Too many retailers have long forms to fill in that are hard for customers to complete on mobile. What is the essential information you need in order to fulfil a sale and do you need to capture it all upfront? Try taking fields out of any forms you require filling in and see what the impact is on sales.

7. Test and optimise

The web means you can take guess work out of design. Many of the suggestions above are generic enough to be relevant in all cases, but nothing speaks the truth like your own customer data.

Click (or tap) stream feedback tools can aggregate data about the journeys customers are taking and where they’re getting stuck. For web, make sure you segment your analytics data so you can study things like user journeys, conversion and sales attribution separately for mobile. What can you learn about your customers based on when they use different devices?
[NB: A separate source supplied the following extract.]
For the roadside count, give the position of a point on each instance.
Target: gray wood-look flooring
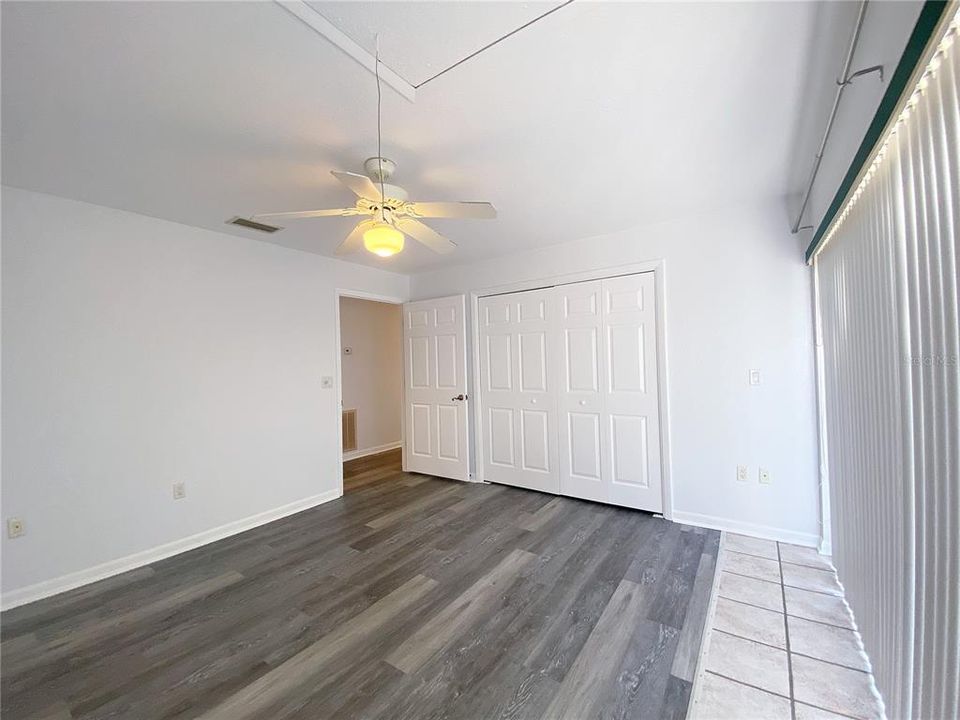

Remember mobile is a technology choice that reflects the user’s context and environment, not a channel.

8. Offer something different

Could you offer something on mobile that is a value-added functionality to complement the real-world retail experience? What about something that uses the device to do something genuinely useful – like ‘click and collect’, an exclusive loyalty proposition or options to customise what they’re buying.

9. Offer multiple delivery options

The web has moved on but we’re still treating customers as if they were ordering from a mail-order catalogue. Could you use the fact your customers are contactable and trackable on mobile to deliver their goods to where they are (like Shutl does), not wherever the courier collection depot is?

10. Be aware of self-fulfilling prophecies

Mobile commerce is at an early stage still. If you’re not careful, claims like “customers convert more poorly on mobile” will be self-fulfilling, as they’ll become excuses for not thinking properly about mobile optimisation.

These may seem like big or expensive moves. But the sooner you get on with it and start serving up an experience on mobile that fits your customers’ expectations of your brand, the sooner you’ll stop losing customers on mobile.

Steffan Aquarone is a leading online marketing expert and technology entrepreneur. He is a regular trainer and speaker with Emarketeers as well as co-founder of mobile payment solution, Droplet.